Imagery, Visualization, and Anchoring: Building Positive Trading Behaviors

My recent post outlined important steps to take in raising one's trading size. This is one area where imagery exercises can be especially helpful in adapting to changes in your trading. My earlier post on the use of imagery highlights how the proper use of visualization methods can accelerate change processes. The idea is to make the desired change again and again in your mental rehearsals, so that you are prepared to make the right decisions when real-life opportunities occur. Imagery, used in such a manner, is a form of practice: it enables us to build new habit patterns in a rapid and controlled way.
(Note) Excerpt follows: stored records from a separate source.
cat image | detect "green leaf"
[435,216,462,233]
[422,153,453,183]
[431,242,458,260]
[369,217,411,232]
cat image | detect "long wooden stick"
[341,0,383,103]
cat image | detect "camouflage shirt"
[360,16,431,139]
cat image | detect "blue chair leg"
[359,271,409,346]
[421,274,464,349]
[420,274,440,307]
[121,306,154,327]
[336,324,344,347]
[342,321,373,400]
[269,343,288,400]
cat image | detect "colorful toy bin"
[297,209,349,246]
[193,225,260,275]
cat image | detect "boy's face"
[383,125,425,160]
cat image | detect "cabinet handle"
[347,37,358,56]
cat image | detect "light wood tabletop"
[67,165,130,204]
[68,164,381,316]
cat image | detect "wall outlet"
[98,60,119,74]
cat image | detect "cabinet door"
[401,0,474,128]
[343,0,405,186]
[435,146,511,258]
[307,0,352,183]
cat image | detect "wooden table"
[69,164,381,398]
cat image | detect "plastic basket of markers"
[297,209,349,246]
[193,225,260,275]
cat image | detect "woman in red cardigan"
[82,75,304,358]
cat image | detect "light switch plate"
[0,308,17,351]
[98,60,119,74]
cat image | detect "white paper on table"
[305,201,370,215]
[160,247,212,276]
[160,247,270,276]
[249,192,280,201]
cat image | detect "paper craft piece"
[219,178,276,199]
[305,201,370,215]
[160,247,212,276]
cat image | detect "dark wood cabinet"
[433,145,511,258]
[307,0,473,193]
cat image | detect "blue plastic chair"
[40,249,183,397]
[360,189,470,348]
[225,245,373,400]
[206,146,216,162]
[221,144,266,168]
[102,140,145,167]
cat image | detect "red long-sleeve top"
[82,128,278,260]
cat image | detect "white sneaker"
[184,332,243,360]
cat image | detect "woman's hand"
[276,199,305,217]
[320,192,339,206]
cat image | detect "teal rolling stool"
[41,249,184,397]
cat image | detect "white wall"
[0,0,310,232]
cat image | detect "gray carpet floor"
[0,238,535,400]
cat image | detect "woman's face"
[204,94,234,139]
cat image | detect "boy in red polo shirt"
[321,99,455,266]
When imagery is paired with a highly focused and relaxed state, it begins to look like a self-hypnosis routine. What you're really accomplishing with the imagery is a kind of self-suggestion: you are preparing yourself to act in a desired way in a targeted situation. Indeed, by staying very focused and calm during actual trading, you can activate the scenarios that you've practiced. Such "anchoring" is an unusually flexible and powerful psychological technique: by linking a desired behavior to a distinctive mind state, you invoke the behavior whenever you enter that state.

Notice that the goal of the exercise is to turn a positive trading behavior into a regular, automatic practice. Too often traders focus on reducing or eliminating problems, when in fact they would be better off by building on their best trading practices and making those more consistent. That is the essence of the solution-focused approach, and it's a great application of imagery.